In a recent debate with the Christian apologist William Lane Craig, the atheist philosopher Alex Rosenberg put out a challenge:
- “If Dr. Craig could provide me with any kind of logical, coherent account that could reconcile the evident fact of the horrors of humanity…with the existence of a benevolent, omnipotent agent, then I will turn Christian.”
While Craig expressed delight at the possibility of Rosenberg’s conversion, I fear that reason has little to do with it. We believe what we want to believe! Besides, it seems that Rosenberg has set the goal-posts unreasonably high. To what extent can he expect anyone to “reconcile…the horrors of humanity…with the existence of a benevolent, omnipotent agent?”
Of course, we can’t do so completely. I can’t understand why my parents died without having come to a faith in Christ, despite our prayers. I don’t understand why my God allowed hurricane Sandy to devastate so many homes or the Asian tsunami to kill so many hundreds of thousands. I don’t know why He allowed Hitler, Lenin and Stalin to kill their millions.
However, I know that there is much that I don’t know. Nor should I be so presumptuous as to dismiss God because I can’t understand Him completely. After all, we can’t understand even the basics of science. We have only the most rudimentary knowledge of time, space, matter, and the laws of science. However, we don’t reject science because we lack exhaustive knowledge of these things! Consequently, Rosenberg unjustifiably rejects the idea of God because he has encountered a perplexity that no one is able to completely reconcile.
Rosenberg is also committing a logical fallacy in his challenge. He must rely on God in his attempt to deny Him. What’s the matter with “the horrors of humanity?” What makes them horrors? Is there any problem with genocide? Perhaps this is just a more advanced application of the principle of survival-of the-fittest? Instead, we can only conclude that genocide is wrong if there is an unchanging right – an objective answer-sheet – against which we can measure the validity of certain conclusions.

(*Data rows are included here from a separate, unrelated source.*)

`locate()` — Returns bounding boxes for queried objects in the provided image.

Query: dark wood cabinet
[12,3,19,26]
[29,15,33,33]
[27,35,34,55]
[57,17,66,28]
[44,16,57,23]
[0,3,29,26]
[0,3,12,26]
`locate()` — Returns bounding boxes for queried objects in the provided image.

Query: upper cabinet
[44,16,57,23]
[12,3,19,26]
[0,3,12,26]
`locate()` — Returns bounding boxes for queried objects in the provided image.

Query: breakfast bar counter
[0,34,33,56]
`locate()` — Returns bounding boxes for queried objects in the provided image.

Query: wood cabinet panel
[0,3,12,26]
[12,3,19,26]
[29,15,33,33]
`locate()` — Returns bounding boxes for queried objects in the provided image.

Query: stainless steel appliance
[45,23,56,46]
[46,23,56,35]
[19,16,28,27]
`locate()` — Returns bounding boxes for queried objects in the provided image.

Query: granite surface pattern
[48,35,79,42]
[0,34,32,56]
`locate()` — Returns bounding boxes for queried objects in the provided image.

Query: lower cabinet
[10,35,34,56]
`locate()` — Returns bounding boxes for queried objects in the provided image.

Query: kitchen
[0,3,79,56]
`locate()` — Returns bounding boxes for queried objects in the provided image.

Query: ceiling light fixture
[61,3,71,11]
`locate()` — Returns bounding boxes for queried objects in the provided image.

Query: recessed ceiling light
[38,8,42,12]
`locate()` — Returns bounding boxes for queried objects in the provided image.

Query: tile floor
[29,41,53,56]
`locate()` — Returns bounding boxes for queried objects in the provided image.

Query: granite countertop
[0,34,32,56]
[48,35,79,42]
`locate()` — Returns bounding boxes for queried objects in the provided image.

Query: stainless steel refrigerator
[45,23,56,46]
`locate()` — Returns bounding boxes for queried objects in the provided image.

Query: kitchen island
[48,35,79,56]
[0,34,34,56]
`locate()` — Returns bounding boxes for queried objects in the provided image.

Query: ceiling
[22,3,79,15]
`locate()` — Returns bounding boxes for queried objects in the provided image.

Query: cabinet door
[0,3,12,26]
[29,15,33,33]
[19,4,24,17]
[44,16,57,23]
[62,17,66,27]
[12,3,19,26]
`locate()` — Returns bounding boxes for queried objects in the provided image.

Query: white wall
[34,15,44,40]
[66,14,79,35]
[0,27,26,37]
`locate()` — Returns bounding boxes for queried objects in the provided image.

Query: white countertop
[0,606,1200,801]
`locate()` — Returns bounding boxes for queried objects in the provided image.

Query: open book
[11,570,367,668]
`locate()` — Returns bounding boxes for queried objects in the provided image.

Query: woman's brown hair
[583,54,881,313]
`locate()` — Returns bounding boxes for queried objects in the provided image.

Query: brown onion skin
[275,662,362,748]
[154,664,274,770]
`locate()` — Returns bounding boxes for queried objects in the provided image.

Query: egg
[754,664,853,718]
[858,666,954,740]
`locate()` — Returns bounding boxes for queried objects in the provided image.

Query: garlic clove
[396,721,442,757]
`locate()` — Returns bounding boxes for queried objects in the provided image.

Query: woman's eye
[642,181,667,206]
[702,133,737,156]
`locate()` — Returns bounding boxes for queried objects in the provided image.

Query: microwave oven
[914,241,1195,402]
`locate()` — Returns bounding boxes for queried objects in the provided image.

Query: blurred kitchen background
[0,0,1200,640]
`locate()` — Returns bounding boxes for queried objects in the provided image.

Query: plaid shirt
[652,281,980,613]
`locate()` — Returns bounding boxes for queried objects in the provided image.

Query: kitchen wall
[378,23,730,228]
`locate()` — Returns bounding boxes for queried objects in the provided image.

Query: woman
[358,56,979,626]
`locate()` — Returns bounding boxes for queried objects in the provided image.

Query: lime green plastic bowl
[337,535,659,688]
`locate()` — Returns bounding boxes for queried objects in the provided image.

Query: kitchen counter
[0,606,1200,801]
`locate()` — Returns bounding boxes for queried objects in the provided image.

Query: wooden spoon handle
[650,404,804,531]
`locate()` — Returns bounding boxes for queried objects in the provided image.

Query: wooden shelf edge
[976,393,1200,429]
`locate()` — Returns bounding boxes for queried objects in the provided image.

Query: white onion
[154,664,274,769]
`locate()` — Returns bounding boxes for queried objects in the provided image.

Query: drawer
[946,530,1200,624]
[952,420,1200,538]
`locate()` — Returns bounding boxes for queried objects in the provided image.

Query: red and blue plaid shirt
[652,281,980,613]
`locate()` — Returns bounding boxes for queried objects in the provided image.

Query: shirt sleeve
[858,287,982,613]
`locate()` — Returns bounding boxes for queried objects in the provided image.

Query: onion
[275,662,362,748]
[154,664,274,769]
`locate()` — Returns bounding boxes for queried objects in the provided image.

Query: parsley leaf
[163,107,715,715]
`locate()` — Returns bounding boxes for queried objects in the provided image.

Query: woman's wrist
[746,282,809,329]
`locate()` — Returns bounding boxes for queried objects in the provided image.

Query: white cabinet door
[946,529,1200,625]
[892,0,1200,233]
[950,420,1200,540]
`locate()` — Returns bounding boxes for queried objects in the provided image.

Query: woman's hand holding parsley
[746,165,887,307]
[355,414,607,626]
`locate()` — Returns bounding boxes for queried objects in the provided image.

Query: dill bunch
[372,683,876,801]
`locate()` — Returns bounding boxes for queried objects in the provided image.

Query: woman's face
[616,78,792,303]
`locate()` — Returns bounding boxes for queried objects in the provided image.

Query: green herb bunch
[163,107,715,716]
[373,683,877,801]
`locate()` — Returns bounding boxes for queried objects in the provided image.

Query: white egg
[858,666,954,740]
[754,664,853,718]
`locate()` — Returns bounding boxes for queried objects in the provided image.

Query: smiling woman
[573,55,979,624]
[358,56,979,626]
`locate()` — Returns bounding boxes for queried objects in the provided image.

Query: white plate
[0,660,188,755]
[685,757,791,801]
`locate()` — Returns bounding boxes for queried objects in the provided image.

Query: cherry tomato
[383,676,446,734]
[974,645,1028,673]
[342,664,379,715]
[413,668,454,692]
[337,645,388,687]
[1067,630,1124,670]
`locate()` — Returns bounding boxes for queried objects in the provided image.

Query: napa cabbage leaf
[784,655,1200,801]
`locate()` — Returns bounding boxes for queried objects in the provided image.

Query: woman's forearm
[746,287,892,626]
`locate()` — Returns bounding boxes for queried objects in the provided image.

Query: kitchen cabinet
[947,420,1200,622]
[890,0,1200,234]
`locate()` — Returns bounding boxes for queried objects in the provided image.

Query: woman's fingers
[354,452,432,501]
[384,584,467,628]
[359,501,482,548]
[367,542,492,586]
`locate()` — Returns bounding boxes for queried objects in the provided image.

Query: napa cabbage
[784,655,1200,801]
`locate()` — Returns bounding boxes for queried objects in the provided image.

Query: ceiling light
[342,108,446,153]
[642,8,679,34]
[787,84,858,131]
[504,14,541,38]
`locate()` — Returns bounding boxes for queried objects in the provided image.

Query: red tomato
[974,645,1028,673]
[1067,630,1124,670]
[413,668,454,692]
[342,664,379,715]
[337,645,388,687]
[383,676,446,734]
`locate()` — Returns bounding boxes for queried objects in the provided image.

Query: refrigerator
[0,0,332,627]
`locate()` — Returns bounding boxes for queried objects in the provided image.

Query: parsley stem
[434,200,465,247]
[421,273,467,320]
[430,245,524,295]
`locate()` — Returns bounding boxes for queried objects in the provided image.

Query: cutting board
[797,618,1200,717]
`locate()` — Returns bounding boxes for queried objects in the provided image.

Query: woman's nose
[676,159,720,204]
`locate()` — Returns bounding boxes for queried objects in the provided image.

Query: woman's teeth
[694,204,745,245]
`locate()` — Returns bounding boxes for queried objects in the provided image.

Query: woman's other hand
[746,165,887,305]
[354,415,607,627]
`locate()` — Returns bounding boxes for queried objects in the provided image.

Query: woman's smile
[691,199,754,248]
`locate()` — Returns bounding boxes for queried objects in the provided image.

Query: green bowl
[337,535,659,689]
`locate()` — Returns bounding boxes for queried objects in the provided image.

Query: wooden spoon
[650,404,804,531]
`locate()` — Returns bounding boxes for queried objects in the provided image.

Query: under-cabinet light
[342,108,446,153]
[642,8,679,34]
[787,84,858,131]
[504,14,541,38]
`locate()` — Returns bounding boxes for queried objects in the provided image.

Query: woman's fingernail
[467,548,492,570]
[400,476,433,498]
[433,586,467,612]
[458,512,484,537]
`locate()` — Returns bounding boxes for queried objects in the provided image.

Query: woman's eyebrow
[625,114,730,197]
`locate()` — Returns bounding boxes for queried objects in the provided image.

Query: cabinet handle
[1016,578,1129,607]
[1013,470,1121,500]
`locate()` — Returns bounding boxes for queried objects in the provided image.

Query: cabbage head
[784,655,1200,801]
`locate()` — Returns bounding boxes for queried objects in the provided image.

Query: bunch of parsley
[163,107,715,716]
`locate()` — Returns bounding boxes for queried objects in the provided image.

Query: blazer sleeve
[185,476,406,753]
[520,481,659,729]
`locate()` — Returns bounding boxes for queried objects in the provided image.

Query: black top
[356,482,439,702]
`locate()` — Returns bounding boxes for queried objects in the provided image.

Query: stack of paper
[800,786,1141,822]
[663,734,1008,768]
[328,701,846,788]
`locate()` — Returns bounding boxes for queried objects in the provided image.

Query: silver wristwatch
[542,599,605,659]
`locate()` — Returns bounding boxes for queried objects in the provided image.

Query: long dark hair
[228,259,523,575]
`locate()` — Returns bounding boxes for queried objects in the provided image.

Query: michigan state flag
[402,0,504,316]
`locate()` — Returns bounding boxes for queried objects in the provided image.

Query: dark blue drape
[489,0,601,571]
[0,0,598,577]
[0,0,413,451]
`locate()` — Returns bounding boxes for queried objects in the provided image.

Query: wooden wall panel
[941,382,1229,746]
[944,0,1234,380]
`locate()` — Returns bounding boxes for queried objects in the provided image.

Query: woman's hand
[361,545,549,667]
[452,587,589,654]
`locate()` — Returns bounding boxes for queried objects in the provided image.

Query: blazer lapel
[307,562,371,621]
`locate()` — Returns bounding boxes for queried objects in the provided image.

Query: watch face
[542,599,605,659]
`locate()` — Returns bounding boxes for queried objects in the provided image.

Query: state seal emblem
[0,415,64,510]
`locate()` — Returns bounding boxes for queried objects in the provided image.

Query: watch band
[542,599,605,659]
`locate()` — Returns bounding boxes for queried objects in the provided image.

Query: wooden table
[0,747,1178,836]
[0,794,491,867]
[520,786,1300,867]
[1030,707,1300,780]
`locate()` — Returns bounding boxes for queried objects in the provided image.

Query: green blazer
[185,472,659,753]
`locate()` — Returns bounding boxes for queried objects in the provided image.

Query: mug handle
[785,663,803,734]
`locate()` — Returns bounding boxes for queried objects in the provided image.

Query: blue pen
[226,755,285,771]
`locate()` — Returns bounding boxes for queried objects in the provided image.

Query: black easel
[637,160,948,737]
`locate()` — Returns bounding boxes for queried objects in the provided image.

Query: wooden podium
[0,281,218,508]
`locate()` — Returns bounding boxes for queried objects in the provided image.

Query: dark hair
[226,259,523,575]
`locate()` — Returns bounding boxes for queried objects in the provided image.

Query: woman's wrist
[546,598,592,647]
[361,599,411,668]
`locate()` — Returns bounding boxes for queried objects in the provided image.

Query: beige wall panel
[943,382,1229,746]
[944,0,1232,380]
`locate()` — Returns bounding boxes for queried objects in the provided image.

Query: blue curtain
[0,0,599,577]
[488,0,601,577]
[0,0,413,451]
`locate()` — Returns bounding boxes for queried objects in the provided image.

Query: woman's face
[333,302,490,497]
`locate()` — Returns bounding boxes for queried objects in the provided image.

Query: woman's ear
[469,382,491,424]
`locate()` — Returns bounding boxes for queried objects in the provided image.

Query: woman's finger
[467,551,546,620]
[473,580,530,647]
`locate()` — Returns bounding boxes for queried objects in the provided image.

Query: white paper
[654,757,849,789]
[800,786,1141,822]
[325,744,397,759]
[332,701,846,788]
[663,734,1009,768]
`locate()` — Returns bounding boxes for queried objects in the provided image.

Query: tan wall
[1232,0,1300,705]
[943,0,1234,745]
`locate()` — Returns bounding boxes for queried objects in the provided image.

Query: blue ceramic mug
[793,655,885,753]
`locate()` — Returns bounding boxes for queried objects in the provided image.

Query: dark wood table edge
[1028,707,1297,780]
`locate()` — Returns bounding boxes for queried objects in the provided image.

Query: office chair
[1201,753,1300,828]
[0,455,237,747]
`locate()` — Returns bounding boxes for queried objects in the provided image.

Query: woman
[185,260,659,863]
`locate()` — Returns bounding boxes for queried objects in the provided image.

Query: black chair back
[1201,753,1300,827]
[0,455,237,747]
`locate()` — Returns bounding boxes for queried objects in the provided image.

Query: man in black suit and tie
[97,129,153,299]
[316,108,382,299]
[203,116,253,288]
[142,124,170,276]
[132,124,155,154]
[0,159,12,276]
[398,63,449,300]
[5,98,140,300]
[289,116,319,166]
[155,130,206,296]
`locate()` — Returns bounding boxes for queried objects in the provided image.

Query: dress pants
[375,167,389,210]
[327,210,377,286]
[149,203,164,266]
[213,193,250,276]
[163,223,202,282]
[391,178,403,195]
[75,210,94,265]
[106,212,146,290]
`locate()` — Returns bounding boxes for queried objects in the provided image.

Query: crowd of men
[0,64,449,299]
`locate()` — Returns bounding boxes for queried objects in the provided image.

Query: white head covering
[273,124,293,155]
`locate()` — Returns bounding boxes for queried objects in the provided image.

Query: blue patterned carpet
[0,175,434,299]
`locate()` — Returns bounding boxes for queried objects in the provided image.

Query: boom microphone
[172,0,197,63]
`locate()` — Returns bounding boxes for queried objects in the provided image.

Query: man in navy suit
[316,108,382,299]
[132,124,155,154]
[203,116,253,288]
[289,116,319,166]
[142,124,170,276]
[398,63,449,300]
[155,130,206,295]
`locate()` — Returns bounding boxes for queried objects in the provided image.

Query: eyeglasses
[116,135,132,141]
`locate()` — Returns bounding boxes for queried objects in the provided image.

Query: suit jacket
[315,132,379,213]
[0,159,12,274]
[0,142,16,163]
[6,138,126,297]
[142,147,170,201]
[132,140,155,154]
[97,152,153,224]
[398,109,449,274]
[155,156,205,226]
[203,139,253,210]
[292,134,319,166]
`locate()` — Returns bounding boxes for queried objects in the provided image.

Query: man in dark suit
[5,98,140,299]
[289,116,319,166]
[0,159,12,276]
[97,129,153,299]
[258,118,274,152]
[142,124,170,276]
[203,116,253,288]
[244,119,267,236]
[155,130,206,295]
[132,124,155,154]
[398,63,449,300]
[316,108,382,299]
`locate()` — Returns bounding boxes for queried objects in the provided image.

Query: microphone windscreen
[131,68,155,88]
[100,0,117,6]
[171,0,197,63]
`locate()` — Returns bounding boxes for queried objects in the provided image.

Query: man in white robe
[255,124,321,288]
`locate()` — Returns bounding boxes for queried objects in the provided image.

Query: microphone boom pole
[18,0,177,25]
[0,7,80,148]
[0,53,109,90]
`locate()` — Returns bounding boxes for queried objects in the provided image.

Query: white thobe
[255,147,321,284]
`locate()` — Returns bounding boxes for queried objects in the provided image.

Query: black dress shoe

I like apologist Frank Turek’s illustration of this principle. If students draw maps of Norway, the teacher can only correct them if she has the absolute standard – an absolutely correct Norway map.
Without God, there is no Norway map or any basis to have objective moral standards. Without God, each one of us becomes “courts of last resort.” Without objective, universal moral standards, it’s impossible to rationally talk about evil or “horrors.” Without God, these are merely concepts we invent to give a “meaningless life” the semblance of meaning.
Instead, if Rosenberg is truly concerned about “the horrors of humanity,” he needs to find the ultimate map – a rational basis by which he can speak and act coherently about these horrors. Denying God, he leaves himself with nothing more than moral relativism, and this condemns all of his moral judgments as arbitrary and subjective.
Perhaps Rosenberg needs to understand that he depends upon God more than he now imagines. Perhaps that might be the best proof of all.
GMac says
I think that the issue that sceptics have, or even, a better way to frame the argument, would be to say that since Christianity claims to have a definition for good and evil, then within it’s own paradigm, is it consistent to claim that God is all-loving and omnipotent, while reality of our (believers’) experiences on earth seem to show otherwise?
Daniel Mann says
GMac, You’re perfectly right. However, the atheist usually wants to make the bolder claim – that such a God cannot exist.
However, if he instead claimed, “You’re understanding of God is incoherent,” we’d still have many ways to respond. Here’s several:
1. From your materialistic worldview, you have no basis to insist upon conformity to a higher set of logical laws.
2. What do you mean by “omnipotent” and “all-loving?” Generally, the atheist fails to understand what these concepts truly mean and therefore sees a contradiction.
3. Can you prove that this paradox CAN’T be resolved?
GMac says
Ok, but Rosenberg’s challenge could be rephrased as: “can you show me how the Christian concept of a loving God (in whatever terms you want to define them) is consistent with the experience of humanity?” This is not appealing to logical laws from a materialistic worldview – it’s asking for the believer to show how one can make sense of the world using a believer’s (or the Bible’s) understanding of God’s nature. What I’m saying is I’m not sure I agree with you that Rosenberg has set the goal-posts unreasonably high. Is it unfair of him to ask for a reasonable explanation for the problem of evil?
Daniel Mann says
GMac, Although we can’t provide an exhaustive answer – ie: why Katrina and Sandy were allowed or why God didn’t take out Hitler – I think that there are many ways to connect to the experience of the skeptic if they are willing to listen. I think that we can argue persuasively for the necessity of pain and even death.
However, this would be the wrong way to argue with a militant atheist.
JameSEO says
I bet it’d drive Rosenberg nuts if he was confronted with the fact that him turning Christian isn’t up to him. It’s up to the Holy Spirit. This post made me think of the Truth Project
Daniel Mann says
I think that if we’d follow closely the lives of atheists, we’d find that there are many things that drive them nuts. Bertrand Russell admitted as much about the grinding forces of the “impersonal universe” towards the end of his life.